What Apple needs to change on the iPad

Over the years, Apple's really pushed the idea of multitasking on the iPad, as a process of juggling apps (up to three) on the screen at once, with the ability to stack apps in the slide-over view. I'd challenge Apple to rethink multitasking on the tablet, though, as iPadOS' limitations are still getting in the way.

(Image credit: Tom's Guide)

The big difference between an iPad and a MacBook is how apps can or cannot work together. Although Apple's got a video to show that you can podcast on an iPad, it's based on a premise that Anchor is a podcasting app that everyone can use, whereas it's just made for creating episodes to serve and host on Anchor, which a lot of podcasters can't do.

For the shows I've made, I've recorded the audio in one app and conducted the conversation in another. Maybe that's an outlier for creative work, but if Apple could adjust iPadOS to allow for specific, approved apps to work in harmony it could make the iPad more nimble as a machine. 

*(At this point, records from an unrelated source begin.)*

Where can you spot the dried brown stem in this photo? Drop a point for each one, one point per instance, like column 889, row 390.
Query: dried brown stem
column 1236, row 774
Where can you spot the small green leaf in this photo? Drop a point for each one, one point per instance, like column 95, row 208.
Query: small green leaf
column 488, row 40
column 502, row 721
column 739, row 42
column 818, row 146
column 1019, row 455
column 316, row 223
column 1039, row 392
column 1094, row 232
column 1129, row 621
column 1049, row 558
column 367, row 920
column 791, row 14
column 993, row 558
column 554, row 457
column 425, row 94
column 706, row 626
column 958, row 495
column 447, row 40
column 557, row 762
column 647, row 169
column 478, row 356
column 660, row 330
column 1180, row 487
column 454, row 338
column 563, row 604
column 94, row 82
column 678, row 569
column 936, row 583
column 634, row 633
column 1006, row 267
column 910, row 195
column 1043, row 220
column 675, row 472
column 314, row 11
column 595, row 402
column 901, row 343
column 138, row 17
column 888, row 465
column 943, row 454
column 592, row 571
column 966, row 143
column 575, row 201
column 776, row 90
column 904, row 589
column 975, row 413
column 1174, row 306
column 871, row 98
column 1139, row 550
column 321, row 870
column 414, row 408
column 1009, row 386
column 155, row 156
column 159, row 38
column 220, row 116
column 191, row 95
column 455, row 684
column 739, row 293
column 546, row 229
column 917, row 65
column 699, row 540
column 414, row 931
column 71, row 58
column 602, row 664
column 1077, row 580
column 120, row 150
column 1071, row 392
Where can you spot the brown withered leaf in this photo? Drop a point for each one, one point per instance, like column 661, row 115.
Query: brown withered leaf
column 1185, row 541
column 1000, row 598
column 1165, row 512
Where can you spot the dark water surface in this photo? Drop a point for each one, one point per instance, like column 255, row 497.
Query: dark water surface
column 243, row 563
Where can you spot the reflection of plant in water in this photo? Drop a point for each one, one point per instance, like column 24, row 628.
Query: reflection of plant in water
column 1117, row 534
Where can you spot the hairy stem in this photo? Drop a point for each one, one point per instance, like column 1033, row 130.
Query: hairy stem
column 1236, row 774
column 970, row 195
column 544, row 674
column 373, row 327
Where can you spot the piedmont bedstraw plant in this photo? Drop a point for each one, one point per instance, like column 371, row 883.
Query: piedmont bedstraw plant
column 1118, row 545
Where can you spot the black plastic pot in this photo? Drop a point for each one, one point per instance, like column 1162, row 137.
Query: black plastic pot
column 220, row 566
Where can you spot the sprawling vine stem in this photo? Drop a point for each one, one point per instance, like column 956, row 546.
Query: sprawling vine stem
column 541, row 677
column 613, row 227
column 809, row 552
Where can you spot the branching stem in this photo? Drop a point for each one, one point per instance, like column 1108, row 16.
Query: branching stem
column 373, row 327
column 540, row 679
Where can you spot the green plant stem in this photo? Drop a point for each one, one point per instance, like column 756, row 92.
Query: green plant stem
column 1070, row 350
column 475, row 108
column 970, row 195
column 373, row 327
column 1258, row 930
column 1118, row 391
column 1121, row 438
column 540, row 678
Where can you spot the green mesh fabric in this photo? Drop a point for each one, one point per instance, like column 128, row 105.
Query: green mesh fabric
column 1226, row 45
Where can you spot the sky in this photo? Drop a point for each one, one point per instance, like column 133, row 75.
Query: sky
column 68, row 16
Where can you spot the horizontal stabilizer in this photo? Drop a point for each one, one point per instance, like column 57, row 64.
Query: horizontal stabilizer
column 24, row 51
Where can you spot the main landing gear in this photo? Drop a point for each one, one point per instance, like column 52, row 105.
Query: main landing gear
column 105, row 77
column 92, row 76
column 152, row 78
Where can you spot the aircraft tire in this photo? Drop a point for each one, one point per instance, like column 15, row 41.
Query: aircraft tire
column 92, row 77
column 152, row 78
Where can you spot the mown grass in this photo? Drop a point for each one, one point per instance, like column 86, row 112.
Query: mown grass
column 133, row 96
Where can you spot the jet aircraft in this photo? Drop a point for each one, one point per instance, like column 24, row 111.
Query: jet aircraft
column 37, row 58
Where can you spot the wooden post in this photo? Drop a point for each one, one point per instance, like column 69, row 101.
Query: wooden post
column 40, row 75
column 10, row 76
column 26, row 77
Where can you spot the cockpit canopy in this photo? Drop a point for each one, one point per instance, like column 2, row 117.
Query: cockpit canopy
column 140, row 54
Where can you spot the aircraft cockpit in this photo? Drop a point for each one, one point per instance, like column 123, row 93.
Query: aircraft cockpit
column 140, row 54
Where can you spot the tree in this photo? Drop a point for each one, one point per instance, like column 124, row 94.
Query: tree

For podcasting, Skype and Voice Memos could collaborate. For streaming gaming, Twitch and Apple Arcade titles could unite. Artists could broadcast their drawing process if YouTube and Procreate or Linea Sketch meshed properly.

This isn't possible right now, because Apple keeps apps sandboxed, which is to say they're all separated. You can use the Share widget to send content from one app to another, but that's not enough for all situations.

The next 10 years

For the iPad to be a complete device for the creative class that Apple is always pushing its wares to, it has to rethink its established truths. Sandboxing is important for app security, but if exceptions, as suggested above, could be made, I wouldn't even worry about the mouse or keyboard or touchpad support. 

The way our hands interact with devices change, can and will evolve — and so must the iPad's way of thinking about how we use apps. It still seems like a waste to have multiple apps visible at once if they can't work in harmony in real time.